What to do? Easy! You’ll design and build a new smart grid that delivers renewable energy from all sources to quaint green, carbon neutral, zero waste communities, better looking than the Truman Show, and designed by you. Net metering and venture capital will make many of you entrepreneurs in search of clean energy to run your lives. Some may take the risk and stir in a bit more nuclear capacity. Others may feed coal emissions to fast growing blue green algae for conversion to bio fuels, or genetically engineer carbon eating trees. You’ll all be driving plug-in hybrids in 5-7 years. You will replace or retrofit half of existing buildings with carbon neutral, green designs in 60 years. You will transfer our best technologies to the world’s 50 poorest countries and devise ways to pay the developing world not to burn down their forests, while you help build their schools, hospitals, and their dignity. You’ll be so busy; you won’t have time for wars.
As the seas rise, you’ll need to move those most vulnerable out of the lowlands. Half of today’s world lives within 60 miles of some coast line. That’s a big job waiting for one of you. 20% of them make less than $2 a day. You will find ingenious ways to shelter and nourish legions of environmental refugees.
Yes, you are on the eve of a renaissance. It’s like Martin Luther just nailed his 95 Theses to the church door in Wittenberg.
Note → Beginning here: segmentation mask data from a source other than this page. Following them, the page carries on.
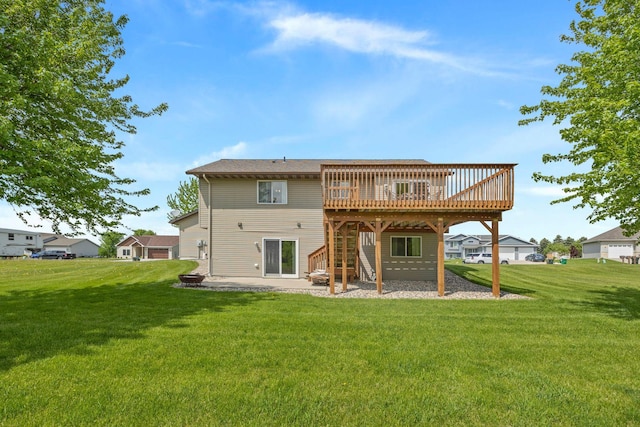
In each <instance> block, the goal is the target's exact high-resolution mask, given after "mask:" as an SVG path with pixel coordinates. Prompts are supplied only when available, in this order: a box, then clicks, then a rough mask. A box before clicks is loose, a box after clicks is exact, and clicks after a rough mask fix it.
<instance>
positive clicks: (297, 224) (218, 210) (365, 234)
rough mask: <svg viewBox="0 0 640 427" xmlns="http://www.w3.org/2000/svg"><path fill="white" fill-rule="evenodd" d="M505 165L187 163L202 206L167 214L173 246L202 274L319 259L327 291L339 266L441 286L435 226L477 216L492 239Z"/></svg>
mask: <svg viewBox="0 0 640 427" xmlns="http://www.w3.org/2000/svg"><path fill="white" fill-rule="evenodd" d="M514 166H515V165H513V164H491V165H487V164H483V165H468V164H464V165H459V164H432V163H429V162H426V161H424V160H288V159H282V160H228V159H223V160H219V161H217V162H213V163H210V164H207V165H204V166H201V167H198V168H195V169H191V170H189V171H187V173H188V174H191V175H195V176H196V177H197V178H198V179H199V186H200V194H199V209H198V212H197V214H196V213H189V214H187V215H184V216H182V217H180V218H176V219H174V220H173V221H172V223H173V224H175V225H177V226H179V227H180V235H181V237H180V242H181V254H182V256H183V257H191V258H202V257H204V256H205V254H206V256H207V259H208V272H209V274H210V275H216V276H248V277H252V276H253V277H292V278H293V277H295V278H299V277H305V275H306V274H307V273H308V272H310V271H313V270H315V269H316V268H325V269H327V270H328V271H329V273H330V274H329V275H330V287H331V291H332V292H333V290H334V288H333V286H334V280H335V278H336V276H345V275H347V276H348V277H351V276H353V275H355V276H359V277H362V278H367V279H371V280H373V279H374V278H375V280H376V283H377V286H378V292H382V280H383V279H382V278H383V277H384V278H385V279H387V280H392V279H402V280H437V282H438V292H439V294H440V295H444V259H445V250H444V232H445V231H447V230H448V229H449V227H451V226H453V225H456V224H460V223H463V222H467V221H481V222H482V223H483V224H484V225H485V226H486V227H487V228H488V229H489V230H491V232H492V238H491V247H492V248H496V250H497V248H498V237H499V236H498V234H497V229H498V222H499V221H501V220H502V212H503V211H506V210H509V209H511V208H512V206H513V190H514V184H513V178H514V173H513V168H514ZM129 243H132V242H129ZM203 248H204V249H203ZM343 249H344V250H343ZM118 255H119V256H122V254H121V252H120V248H119V252H118ZM495 259H498V258H495ZM494 267H495V268H494V269H493V270H492V272H493V293H494V295H496V296H498V295H499V273H498V271H499V270H498V268H499V265H498V263H496V265H495V266H494ZM343 286H344V287H346V280H343Z"/></svg>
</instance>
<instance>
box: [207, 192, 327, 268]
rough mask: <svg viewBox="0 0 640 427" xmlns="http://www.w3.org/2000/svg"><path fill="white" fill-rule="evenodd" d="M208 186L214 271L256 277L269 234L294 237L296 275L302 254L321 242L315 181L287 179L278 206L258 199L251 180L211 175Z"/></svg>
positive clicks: (319, 214) (320, 208) (301, 257)
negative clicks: (286, 180)
mask: <svg viewBox="0 0 640 427" xmlns="http://www.w3.org/2000/svg"><path fill="white" fill-rule="evenodd" d="M212 189H213V200H214V202H215V204H214V209H213V210H212V221H213V244H212V250H211V258H212V262H213V274H214V275H216V276H243V277H261V276H262V273H263V259H262V258H263V253H262V249H263V248H262V246H263V239H265V238H272V239H291V240H296V241H298V263H297V264H298V268H297V269H298V277H304V276H305V273H306V271H307V268H308V266H307V256H308V254H310V253H311V252H313V251H315V250H316V249H318V248H319V247H321V246H322V245H323V244H324V236H323V227H322V195H321V190H320V182H319V181H317V180H288V181H287V204H282V205H277V204H274V205H270V204H258V197H257V194H258V193H257V191H258V184H257V180H255V179H217V180H215V181H214V182H213V187H212ZM298 223H299V224H300V227H298ZM239 224H241V226H240V225H239Z"/></svg>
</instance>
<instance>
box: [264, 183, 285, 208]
mask: <svg viewBox="0 0 640 427" xmlns="http://www.w3.org/2000/svg"><path fill="white" fill-rule="evenodd" d="M262 182H269V183H274V182H280V183H284V186H283V190H284V191H283V195H282V201H281V202H261V201H260V183H262ZM270 192H271V194H270V198H271V200H273V188H271V189H270ZM256 198H257V203H258V204H259V205H286V204H287V203H288V200H289V185H288V183H287V181H286V180H275V179H261V180H258V181H257V183H256Z"/></svg>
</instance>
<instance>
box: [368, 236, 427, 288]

Everything is going to change. When you are my age, there will be 9 billion people on Earth, an increase of 40% from today. You will witness a race for the middle class and a staggering assault on your heritage; the natural and cultural treasures you will hold in trust for your children.
Years ago, the Boston poet, David McCord, loaned me this verse. It’s about you.
“Oh what it is to be young,
To be of, be for, be among:
Be enchanted, enthralled,
The caller, the called;
The singer, the song, and the sung.”
Climate Change is the caller; you are the called.